Life was an adventure for the ‘lady in a hat’
Deepa Bharath
Jean Kuhn was always the “lady in a hat.”
She owned more than 30 hats that she wore with style. Most of them
were dressy, with bows or lace.
It probably all started in her home state of Pennsylvania. Jean
was born in a small town called Westgrove to a registered nurse and
the only dentist in Lancaster County at the time.

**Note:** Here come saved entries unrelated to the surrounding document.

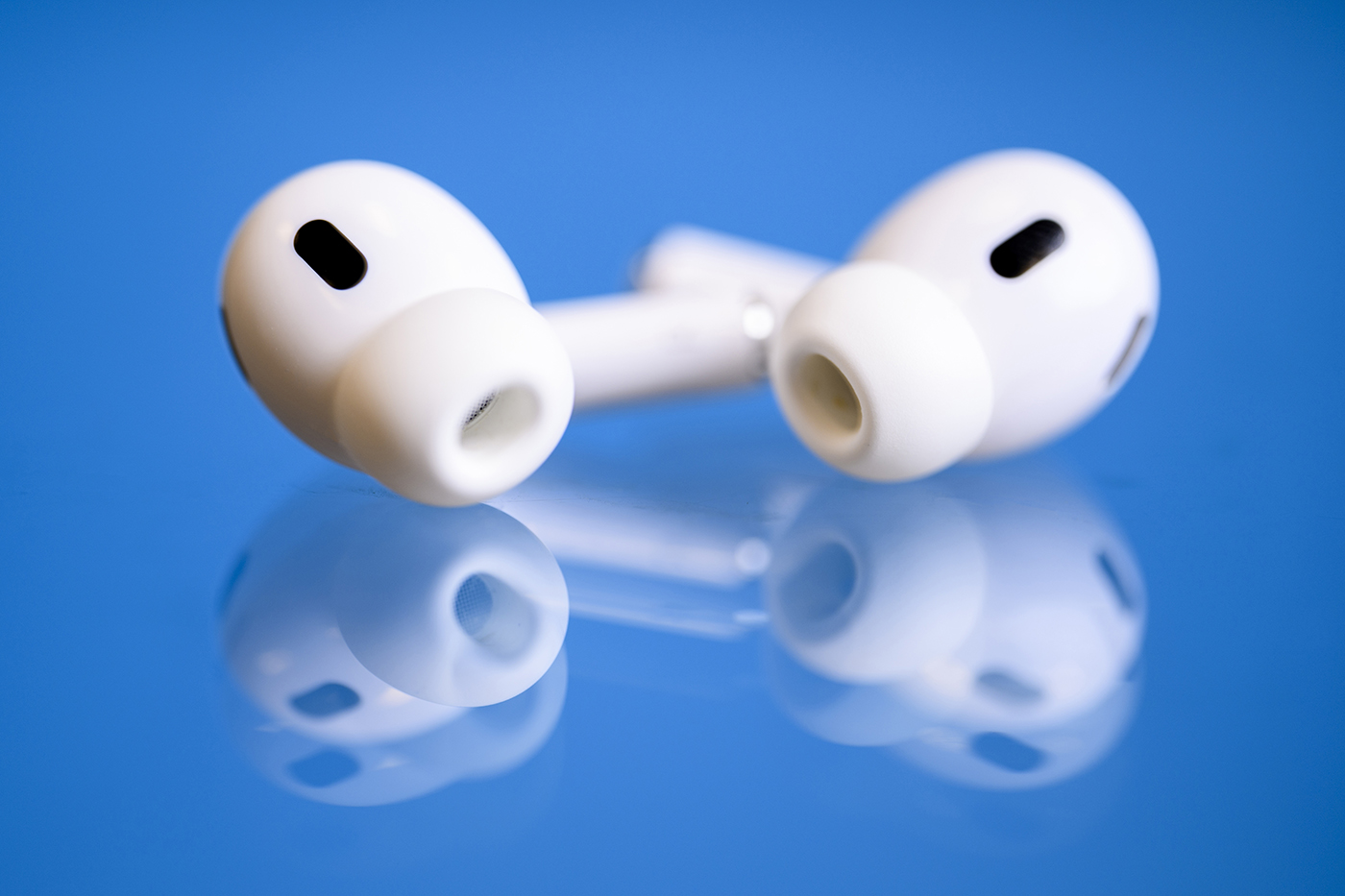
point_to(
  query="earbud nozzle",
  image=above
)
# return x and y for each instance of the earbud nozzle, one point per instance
(457, 399)
(881, 375)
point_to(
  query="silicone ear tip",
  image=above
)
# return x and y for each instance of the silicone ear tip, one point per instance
(881, 375)
(457, 399)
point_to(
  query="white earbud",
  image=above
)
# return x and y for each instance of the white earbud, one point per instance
(383, 325)
(998, 305)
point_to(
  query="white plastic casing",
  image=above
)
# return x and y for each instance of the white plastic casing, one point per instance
(374, 375)
(880, 375)
(1063, 336)
(1058, 341)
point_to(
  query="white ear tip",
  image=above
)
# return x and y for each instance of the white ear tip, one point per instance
(881, 375)
(457, 399)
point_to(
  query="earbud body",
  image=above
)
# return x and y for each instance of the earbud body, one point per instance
(380, 322)
(998, 305)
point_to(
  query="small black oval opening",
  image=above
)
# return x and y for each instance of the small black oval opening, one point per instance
(1021, 252)
(329, 252)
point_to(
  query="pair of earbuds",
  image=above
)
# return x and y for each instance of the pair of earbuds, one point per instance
(995, 307)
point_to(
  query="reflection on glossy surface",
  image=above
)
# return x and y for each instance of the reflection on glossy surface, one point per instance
(982, 626)
(1028, 689)
(387, 648)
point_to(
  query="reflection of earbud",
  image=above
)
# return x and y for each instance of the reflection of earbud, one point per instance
(471, 744)
(871, 584)
(1036, 687)
(995, 307)
(459, 607)
(350, 614)
(383, 326)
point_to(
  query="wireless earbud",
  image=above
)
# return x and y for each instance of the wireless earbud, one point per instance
(382, 323)
(998, 305)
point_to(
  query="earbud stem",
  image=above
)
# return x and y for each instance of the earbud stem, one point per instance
(702, 318)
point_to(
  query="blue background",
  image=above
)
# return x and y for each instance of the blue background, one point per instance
(136, 462)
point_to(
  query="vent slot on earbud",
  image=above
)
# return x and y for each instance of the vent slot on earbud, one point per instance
(1130, 349)
(232, 346)
(330, 254)
(1024, 251)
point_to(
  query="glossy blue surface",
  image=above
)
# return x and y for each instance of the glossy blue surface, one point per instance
(681, 747)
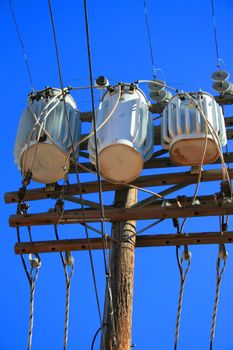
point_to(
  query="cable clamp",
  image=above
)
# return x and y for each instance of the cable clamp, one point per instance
(35, 261)
(222, 253)
(186, 255)
(69, 259)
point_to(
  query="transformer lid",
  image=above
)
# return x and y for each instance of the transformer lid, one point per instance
(47, 162)
(120, 163)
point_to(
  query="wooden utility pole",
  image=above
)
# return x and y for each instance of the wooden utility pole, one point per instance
(118, 330)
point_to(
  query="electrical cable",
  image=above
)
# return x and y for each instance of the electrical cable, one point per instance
(186, 256)
(149, 40)
(22, 45)
(156, 83)
(107, 274)
(76, 168)
(222, 257)
(96, 333)
(215, 34)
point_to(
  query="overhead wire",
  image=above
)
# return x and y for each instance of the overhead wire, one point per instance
(149, 39)
(76, 168)
(220, 269)
(215, 34)
(67, 261)
(21, 44)
(186, 256)
(104, 241)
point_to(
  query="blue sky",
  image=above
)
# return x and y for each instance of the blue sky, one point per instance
(183, 44)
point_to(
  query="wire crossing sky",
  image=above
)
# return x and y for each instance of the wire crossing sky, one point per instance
(186, 48)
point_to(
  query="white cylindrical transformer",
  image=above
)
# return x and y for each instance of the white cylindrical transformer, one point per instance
(47, 128)
(185, 129)
(125, 141)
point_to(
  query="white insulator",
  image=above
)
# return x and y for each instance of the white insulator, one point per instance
(184, 128)
(46, 131)
(223, 87)
(126, 140)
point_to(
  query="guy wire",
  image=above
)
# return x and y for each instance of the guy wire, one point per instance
(75, 163)
(215, 34)
(107, 274)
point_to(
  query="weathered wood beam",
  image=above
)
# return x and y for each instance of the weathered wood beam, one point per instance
(143, 181)
(160, 240)
(154, 211)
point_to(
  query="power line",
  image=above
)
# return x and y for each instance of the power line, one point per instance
(22, 45)
(108, 275)
(149, 39)
(215, 34)
(76, 168)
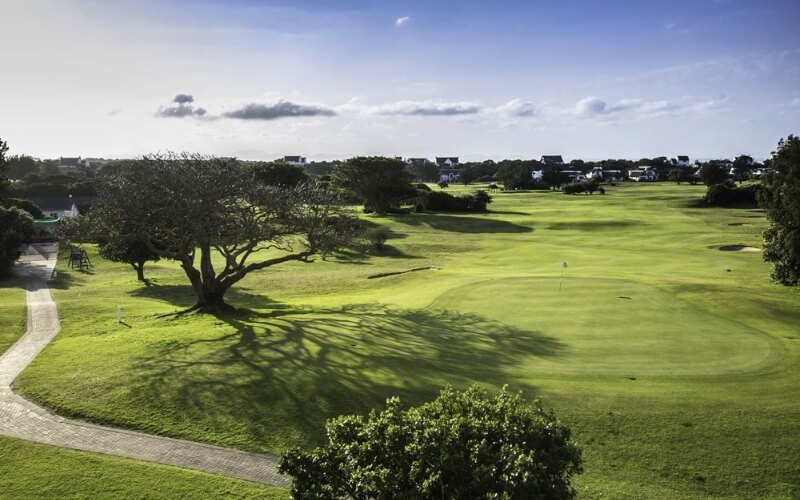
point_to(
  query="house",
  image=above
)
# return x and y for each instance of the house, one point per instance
(295, 160)
(71, 164)
(418, 162)
(60, 207)
(556, 160)
(447, 161)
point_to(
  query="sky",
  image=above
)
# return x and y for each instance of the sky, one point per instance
(328, 79)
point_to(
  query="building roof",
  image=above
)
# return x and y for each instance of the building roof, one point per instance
(443, 159)
(66, 161)
(61, 203)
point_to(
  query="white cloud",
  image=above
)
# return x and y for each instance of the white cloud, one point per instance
(426, 108)
(518, 108)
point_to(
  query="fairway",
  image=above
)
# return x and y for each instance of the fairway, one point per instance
(608, 327)
(677, 365)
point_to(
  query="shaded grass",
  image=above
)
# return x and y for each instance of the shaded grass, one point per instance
(30, 471)
(688, 389)
(13, 313)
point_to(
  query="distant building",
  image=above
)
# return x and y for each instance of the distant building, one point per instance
(447, 161)
(295, 160)
(683, 161)
(70, 164)
(556, 160)
(59, 207)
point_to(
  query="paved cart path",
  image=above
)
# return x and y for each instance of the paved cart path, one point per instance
(22, 419)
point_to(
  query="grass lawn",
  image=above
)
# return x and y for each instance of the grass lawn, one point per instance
(29, 471)
(675, 363)
(13, 314)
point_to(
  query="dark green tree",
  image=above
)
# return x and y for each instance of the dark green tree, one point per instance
(713, 172)
(742, 165)
(381, 183)
(463, 445)
(190, 207)
(279, 173)
(16, 228)
(781, 197)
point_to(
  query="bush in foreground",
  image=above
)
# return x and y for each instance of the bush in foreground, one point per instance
(462, 445)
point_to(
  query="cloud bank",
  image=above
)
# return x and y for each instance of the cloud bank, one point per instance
(280, 109)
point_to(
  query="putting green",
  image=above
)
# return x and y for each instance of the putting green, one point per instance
(611, 327)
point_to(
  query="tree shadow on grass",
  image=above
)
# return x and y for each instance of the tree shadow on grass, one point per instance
(463, 224)
(287, 370)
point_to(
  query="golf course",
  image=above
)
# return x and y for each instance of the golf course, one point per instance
(639, 316)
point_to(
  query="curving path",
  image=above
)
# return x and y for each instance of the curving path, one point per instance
(22, 419)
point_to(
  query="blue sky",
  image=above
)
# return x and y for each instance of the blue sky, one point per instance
(585, 79)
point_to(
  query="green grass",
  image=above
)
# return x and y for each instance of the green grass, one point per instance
(12, 312)
(30, 471)
(675, 364)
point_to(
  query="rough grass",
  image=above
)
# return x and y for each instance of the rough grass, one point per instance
(13, 314)
(31, 471)
(675, 364)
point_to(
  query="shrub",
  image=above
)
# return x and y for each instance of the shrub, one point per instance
(26, 205)
(461, 445)
(727, 194)
(446, 202)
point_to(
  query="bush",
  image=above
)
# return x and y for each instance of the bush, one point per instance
(727, 194)
(461, 445)
(446, 202)
(26, 205)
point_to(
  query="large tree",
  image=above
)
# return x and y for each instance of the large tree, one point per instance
(381, 183)
(190, 207)
(463, 445)
(782, 200)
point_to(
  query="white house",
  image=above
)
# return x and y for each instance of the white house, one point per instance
(295, 160)
(70, 164)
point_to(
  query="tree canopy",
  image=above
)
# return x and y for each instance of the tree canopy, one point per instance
(462, 445)
(381, 183)
(782, 200)
(187, 207)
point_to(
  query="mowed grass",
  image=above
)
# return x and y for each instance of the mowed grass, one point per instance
(676, 364)
(13, 313)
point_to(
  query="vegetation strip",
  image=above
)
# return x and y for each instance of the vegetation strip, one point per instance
(22, 419)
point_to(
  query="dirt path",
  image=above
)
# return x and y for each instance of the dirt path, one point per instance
(21, 419)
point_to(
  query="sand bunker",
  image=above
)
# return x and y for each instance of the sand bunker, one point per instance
(739, 248)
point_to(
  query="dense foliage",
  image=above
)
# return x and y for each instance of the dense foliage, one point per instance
(462, 445)
(439, 201)
(278, 173)
(188, 206)
(380, 183)
(728, 194)
(782, 201)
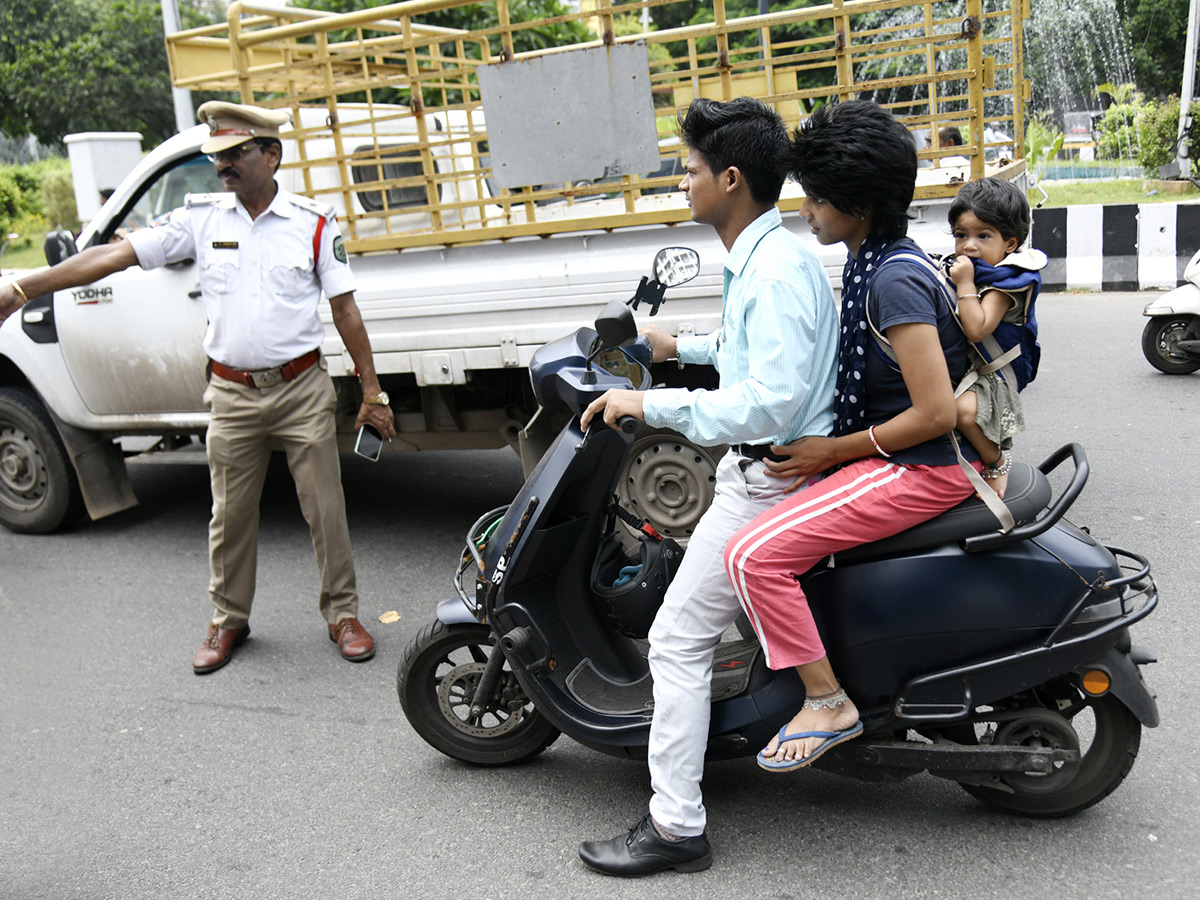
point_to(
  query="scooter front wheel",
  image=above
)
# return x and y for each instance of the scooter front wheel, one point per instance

Jean’s mother was one of the old-time grand dames who loved to
wear hats.
The greatest love of her life was music. Jean was a natural. She
started playing the piano when she was 5, she played the organ in her
Costa Mesa church, and she conducted the church choir until her
death.
She met her husband, William Kuhn, when she was performing in a
play in North Carolina. He was there visiting Jean’s friend. A year
later, they got married in her hometown. They remained together for
63 years.
Jean was a talented woman who was brimming with creativity. The
one place her talents failed her was in the kitchen.
Family members were always delighted by Jean’s story about how she
set two cakes on fire when she and her husband were a newly married
couple.
They lived in an apartment on the second floor and it was hard to
imagine neighbors’ reactions when they saw two flaming cakes hurtling
down from a kitchen window.
Jean was in some ways like Lucille Ball. She managed to get
herself into bizarre calamities, but she always made light of it.
Jean and her husband moved to Mesa del Mar 35 years ago. To her,
Costa Mesa was paradise. The weather was great. She enjoyed golfing
year-round at Mile Square Park and at the Costa Mesa Country Club.
Her musical talents found an outlet in church. Jean would lose
track of time when she sat down to play the piano. Her repertoire was
enormous. She could play patriotic songs or spiritual hymns for
hours.
She was also quite a poet. In her later years, when her eyesight
deteriorated and she couldn’t enjoy golf, Jean took to writing
poetry. Her poems mostly had religious themes.
She wrote a few poems about Christmas, creation and even one about
her mother. She didn’t care to rhyme her lines, but rather, wrote
free verse.
Some of Jean’s hats were displayed at her memorial service on
Tuesday. Her family gave out some of those hats to Jean’s friends as
a way to remember that dear “lady in a hat.”